The merge tap happened at 2026-05-28. Sonnet had drafted an article titled “The backtick that could run anything: hardening AppleScript shell…” — a colon-space sitting right in the middle of the YAML value, unquoted. The frontmatter parser didn't complain at write time. It failed at read time, when the pipeline tried to consume the file downstream. The colon is a YAML key-value delimiter. The title had become two fields. Neither was the title.
That was the first failure.
The second came thirty seconds later. CJ tapped merge immediately after publish. The bash polling loop ran gh pr checks 38. GitHub Actions hadn't dispatched yet. gh returned exit code 1 with empty stdout — no checks running, no checks pending, just nothing — and the loop interpreted silence as failure. It bailed.
Two bugs. Neither had appeared in any prior test run, because no prior test run had used a real Sonnet-generated title and no prior test run had tapped merge that fast. Both had been present in the code for weeks.
The context
dvlaw is the pipeline that sits behind this site's publishing workflow. A draft enters, automated stages process it, the .mdx file lands in the repo. By B8b, the pipeline could receive a ship instruction via Telegram, run the full chain, open a PR, and notify back. B8b was the first time all of that happened in sequence, live, against a real article.

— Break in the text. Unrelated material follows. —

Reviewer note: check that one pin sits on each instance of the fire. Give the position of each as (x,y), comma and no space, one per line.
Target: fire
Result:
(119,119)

Integration tests are not the same as first ship. This is the receipt for learning that again.
Bug one: YAML frontmatter and the colon it can't hold
The drafter stage — Sonnet, generating the article content — had no constraint on title format. Sonnet writes good titles. It also writes titles with colons, because colons are natural punctuation in English prose. “The backtick that could run anything: hardening AppleScript shell” is a reasonable title. It is not a reasonable unquoted YAML string.
Unquoted YAML interprets the first colon-space sequence in a scalar as a key separator. The frontmatter block for that article would have parsed as something like:
title: The backtick that could run anything
hardening AppleScript shell…: ~
The second field is junk. The title is truncated. Anything downstream consuming title gets half a sentence.
The fix is tagged B4-yaml-quote-title. It normalises frontmatter at write time rather than relying on the author (human or model) to quote correctly. String fields that need quoting get it before the file is committed. Title and excerpt are the two fields most likely to contain colons or em-dashes; both are now always emitted double-quoted.
The trade-off: double-quoting everything means any literal double-quote inside a title needs escaping. Acceptable. Unquoted colons failing silently at runtime is not.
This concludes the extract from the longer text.